The celebration included a fashion show where women showed off their traditional clothing, or ao dai. An ao dai is a traditional two-piece outfit made of a long shirt, reaching almost to the floor, over long pants. The shirt has two slits on either side that come up to the top of the pants. Some were covered in sequins and feathers showing many colors.
Because this is the year of the dragon, there was also a dragon dance that symbolizes good luck and success in the coming year, according to Lucia Nguyen, one of the organizers.
Toward the front of the room was a makeshift blooming cây mai tree, which is plentiful in Vietnam and blooms during the lunar new year. Because there are no cây mai trees in Augusta, one of the organizers cut down a tree and decorated it with little yellow flowers to make it look very similar to the real thing, Nguyen said. Hanging from the tree were red and gold ornaments with traditional new year’s wishes for prosperity, health and happiness, as well as fireworks, which were set off later in the night.

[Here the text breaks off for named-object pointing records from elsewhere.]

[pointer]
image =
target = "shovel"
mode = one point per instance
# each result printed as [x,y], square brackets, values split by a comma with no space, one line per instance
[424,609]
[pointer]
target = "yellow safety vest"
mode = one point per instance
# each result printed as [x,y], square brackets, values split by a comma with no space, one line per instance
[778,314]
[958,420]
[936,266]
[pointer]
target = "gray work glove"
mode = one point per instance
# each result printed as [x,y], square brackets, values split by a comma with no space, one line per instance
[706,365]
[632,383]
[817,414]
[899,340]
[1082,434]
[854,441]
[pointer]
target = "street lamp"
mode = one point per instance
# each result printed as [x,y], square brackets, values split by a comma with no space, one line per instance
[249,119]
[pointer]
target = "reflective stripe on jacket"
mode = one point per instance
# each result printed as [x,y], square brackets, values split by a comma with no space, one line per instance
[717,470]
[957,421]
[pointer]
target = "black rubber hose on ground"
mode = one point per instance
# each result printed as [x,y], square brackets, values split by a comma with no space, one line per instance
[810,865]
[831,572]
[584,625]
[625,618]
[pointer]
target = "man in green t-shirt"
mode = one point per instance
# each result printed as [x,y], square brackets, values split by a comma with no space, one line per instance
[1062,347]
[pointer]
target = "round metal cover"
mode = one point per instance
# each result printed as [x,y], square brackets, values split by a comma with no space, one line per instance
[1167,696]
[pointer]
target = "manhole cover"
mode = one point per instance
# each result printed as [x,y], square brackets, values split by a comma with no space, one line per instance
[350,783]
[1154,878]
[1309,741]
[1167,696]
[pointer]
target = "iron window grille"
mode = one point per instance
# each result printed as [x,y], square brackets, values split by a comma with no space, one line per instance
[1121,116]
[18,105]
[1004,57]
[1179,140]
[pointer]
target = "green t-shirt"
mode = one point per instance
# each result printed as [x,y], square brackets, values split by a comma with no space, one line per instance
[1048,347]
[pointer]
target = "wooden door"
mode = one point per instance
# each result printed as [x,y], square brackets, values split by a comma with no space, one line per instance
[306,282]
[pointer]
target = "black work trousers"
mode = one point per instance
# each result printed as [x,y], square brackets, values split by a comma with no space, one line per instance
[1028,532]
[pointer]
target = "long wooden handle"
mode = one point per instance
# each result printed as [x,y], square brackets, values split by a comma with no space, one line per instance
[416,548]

Also at the front of the room was a table for worshiping ancestors, Nguyen said. The table held a traditional bowl of fruit, some sweet rice cakes, candles and a group of yellow flowers from the cây mai tree. As guests arrived, they stopped at the table to thank their ancestors for creating them and left burning incense in a bowl on the table.
In Vietnam, children look forward to this holiday because there are not any presents on Christmas. Instead, they are given red envelopes of money from their adult relatives for the new year.
Renee Briscoe-Harris attended with her husband and two children, ages 1 and 5. This was their first Vietnamese New Year celebration.
“I’m very excited,” she said as her 1-year-old slept in her lap before the entertainment began. “I don’t think she’ll sleep through the fireworks.”
Karaoke was also performed, and children danced and sang to folk songs as people ate traditional foods like Bánh bôt loc, Bánh da lon, and Bún Thit Nuong.